7
Las noches en Vega
Si uno no tiene nada que hacer, le puedo asegurar que las tardes son interminables en Vega. Y hacía frío. Nadie por la calle, sólo algunos niños jugando en la pista de baile: un gran bloque de hormigón extendido sobre una de las orillas del río que ganaba unos cuantos metros a la ribera. Me hacían gracia los juegos de los chavales: las nuevas tecnologías no les habían llegado y seguían enfrascados en esos juegos ancestrales que unen y no separan. Hasta me quedé mirando a dos chicos entretenidos con las canicas; creí que ya nadie se divertía con ellas.
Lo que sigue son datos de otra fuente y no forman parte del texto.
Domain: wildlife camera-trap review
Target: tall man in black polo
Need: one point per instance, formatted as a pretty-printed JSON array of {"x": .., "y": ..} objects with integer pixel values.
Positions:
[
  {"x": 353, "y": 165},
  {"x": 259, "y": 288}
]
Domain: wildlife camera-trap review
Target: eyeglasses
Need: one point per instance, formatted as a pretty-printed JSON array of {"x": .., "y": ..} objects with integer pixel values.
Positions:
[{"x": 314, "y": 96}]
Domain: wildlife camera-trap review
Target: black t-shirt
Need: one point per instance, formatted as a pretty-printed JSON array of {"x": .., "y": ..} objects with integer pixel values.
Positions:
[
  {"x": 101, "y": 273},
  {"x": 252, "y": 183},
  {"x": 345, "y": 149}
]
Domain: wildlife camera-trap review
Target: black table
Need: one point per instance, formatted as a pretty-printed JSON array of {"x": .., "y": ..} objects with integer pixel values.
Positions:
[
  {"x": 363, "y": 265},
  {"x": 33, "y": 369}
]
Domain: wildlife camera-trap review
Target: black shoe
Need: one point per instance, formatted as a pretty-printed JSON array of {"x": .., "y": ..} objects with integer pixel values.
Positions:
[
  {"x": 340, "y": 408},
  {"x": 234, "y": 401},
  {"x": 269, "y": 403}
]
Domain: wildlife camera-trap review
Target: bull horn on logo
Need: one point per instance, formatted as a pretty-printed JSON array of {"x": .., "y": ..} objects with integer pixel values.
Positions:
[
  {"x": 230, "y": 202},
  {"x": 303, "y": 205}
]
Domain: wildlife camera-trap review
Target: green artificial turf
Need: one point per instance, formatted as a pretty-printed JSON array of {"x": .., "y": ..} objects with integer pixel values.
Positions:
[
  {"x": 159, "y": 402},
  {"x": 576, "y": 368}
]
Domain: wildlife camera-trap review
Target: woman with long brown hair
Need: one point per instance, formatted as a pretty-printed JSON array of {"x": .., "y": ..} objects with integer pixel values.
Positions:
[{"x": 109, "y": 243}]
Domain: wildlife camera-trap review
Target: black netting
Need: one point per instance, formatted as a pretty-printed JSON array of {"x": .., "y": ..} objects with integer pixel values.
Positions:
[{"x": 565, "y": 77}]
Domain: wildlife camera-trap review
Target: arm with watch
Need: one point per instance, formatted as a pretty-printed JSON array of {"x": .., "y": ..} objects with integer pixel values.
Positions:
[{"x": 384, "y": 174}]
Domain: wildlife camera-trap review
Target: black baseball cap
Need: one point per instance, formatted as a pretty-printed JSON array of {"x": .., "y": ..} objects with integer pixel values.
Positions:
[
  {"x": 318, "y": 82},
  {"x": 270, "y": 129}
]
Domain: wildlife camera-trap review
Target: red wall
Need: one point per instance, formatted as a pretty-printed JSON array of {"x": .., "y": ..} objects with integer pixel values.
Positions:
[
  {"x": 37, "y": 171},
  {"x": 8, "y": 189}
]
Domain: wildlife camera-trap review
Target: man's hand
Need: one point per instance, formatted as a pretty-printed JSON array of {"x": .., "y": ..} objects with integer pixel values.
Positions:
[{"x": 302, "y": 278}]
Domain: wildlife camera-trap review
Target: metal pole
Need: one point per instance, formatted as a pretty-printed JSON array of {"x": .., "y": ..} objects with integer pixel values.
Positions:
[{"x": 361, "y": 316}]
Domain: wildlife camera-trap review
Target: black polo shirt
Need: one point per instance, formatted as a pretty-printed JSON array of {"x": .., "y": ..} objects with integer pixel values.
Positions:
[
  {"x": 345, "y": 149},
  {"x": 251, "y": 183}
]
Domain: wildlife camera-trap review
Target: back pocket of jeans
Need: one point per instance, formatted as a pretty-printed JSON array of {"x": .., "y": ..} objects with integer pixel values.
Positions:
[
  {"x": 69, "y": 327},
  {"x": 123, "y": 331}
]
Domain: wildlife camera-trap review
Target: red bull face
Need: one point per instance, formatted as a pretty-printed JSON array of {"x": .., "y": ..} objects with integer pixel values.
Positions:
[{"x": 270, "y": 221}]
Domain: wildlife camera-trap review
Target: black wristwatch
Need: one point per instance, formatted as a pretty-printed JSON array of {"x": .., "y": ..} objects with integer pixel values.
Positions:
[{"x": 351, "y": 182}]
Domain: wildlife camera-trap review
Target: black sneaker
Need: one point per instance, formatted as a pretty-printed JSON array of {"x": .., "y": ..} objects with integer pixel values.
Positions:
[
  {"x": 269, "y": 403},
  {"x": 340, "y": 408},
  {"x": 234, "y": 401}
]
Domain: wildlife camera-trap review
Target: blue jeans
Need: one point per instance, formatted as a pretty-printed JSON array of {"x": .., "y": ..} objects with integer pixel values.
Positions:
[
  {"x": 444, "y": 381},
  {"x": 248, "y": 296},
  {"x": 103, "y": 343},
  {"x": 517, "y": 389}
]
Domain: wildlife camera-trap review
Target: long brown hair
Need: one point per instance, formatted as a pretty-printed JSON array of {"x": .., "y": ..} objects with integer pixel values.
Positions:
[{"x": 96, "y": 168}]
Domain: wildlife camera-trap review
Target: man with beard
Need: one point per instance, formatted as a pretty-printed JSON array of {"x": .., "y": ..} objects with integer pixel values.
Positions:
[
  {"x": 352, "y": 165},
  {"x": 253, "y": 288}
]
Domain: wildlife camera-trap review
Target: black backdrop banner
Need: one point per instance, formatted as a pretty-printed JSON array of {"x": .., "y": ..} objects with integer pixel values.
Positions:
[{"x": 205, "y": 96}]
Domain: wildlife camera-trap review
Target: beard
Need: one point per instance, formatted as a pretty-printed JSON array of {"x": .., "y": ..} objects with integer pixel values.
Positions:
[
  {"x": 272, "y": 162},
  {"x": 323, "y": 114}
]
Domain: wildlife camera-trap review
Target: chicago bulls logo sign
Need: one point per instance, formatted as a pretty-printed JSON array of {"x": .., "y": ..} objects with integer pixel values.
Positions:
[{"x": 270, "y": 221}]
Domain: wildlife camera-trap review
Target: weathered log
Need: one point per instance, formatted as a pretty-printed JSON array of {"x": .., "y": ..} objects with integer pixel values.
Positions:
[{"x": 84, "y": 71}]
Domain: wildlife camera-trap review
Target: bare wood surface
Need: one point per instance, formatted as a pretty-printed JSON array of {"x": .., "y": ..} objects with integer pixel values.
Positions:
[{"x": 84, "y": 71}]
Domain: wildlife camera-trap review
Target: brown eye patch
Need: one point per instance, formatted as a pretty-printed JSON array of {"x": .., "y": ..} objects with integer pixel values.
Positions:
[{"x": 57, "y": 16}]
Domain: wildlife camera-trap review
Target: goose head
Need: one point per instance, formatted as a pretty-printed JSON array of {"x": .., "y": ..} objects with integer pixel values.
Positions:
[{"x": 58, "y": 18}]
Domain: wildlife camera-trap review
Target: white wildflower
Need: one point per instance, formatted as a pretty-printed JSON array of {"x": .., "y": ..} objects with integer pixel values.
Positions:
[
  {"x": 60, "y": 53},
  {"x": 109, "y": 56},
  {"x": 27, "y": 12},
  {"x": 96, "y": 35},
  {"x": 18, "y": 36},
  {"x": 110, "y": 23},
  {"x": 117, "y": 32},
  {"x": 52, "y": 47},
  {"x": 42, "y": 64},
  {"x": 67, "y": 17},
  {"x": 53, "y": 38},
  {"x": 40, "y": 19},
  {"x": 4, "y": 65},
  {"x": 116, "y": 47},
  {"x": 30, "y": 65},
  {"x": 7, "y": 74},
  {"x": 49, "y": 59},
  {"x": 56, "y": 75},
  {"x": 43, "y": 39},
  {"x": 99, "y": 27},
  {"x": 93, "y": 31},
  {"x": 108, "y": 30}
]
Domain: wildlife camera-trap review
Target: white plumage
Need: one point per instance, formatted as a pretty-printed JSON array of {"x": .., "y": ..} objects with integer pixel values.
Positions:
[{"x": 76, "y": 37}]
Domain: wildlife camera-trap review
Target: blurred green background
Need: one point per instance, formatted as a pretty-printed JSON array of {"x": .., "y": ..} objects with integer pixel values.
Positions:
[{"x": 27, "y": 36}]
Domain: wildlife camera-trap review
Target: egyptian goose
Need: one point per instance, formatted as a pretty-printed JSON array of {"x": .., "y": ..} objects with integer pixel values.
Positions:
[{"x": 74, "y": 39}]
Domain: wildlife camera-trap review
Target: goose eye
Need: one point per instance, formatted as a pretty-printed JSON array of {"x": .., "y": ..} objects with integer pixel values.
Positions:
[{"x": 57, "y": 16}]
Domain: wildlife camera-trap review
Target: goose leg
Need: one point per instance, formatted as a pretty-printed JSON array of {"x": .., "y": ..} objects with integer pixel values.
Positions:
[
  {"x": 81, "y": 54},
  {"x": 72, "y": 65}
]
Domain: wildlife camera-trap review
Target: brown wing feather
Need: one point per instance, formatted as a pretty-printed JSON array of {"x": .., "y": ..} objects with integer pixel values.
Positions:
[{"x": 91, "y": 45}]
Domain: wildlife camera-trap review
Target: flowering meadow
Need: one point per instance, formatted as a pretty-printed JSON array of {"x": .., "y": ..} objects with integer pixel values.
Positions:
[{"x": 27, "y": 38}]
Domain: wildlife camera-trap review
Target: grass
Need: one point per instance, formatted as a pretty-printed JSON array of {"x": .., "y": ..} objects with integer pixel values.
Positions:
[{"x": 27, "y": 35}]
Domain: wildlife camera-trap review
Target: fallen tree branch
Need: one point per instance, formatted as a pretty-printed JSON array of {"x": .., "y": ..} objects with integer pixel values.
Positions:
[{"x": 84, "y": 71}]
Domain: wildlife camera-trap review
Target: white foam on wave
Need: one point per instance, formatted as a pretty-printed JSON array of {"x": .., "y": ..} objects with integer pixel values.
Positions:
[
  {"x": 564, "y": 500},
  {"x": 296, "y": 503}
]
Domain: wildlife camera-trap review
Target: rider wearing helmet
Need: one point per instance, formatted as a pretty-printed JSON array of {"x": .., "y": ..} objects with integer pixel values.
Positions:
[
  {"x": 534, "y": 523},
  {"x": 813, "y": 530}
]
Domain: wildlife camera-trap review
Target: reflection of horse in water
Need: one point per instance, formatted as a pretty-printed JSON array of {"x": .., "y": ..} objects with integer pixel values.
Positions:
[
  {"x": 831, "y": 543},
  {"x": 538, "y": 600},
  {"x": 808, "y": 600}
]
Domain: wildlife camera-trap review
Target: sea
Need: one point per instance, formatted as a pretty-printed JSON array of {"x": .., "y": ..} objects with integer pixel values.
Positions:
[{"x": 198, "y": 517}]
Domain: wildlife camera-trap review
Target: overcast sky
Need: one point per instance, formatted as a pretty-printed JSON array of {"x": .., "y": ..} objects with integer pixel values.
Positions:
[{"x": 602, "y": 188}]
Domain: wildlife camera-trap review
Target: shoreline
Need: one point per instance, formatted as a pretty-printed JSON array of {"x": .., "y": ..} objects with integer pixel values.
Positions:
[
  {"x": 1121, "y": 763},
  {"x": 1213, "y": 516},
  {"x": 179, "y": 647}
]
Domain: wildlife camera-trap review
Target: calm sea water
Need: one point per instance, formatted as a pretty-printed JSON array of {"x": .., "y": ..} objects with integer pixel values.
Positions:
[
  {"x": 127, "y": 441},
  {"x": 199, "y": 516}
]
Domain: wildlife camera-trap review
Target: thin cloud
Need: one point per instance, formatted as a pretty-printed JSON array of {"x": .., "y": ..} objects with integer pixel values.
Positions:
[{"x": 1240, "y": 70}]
Caminé por el pueblo sin un rumbo fijo. Me detuve ante la Casa de la Cultura. Entré. Me gustó, ¿sabe?, me gustó. Es difícil encontrar alguna así en una gran ciudad. Tenía un pequeño salón social, para unas doscientas personas, que también debía de servir para teatro e incluso para cine cuando le ponían una pantalla. Era una sala polivalente. Subí a la primera planta. Allí estaba la biblioteca. Una señora mayor con gafas diminutas atendía la sala, en la que una docena de jóvenes estaban estudiando; supuse que eran los pocos que iban al instituto de Bembibre. Tres ancianos repasaban los periódicos del día y algunas revistas atrasadas. El silencio era absoluto, una forma de respeto que ya casi se me había olvidado que existiese. La última vez que estuve en una biblioteca de Madrid todo era ruido. Me hice socio. A los socios nos dejaban sacar dos libros. Aproveché para sacar La historia de la filosofía de la ciencia, de John Losee, sería un buen momento para releerla. También saqué una novela de Donna León, Mientras dormían. Sabe, siempre me gustó alternar lecturas: una fuerte, concentrada, de las que hacen que los sesos te echen humo; y, otra, ligera, que no te haga pensar demasiado. Tenía quince días para devolverlos, suficiente.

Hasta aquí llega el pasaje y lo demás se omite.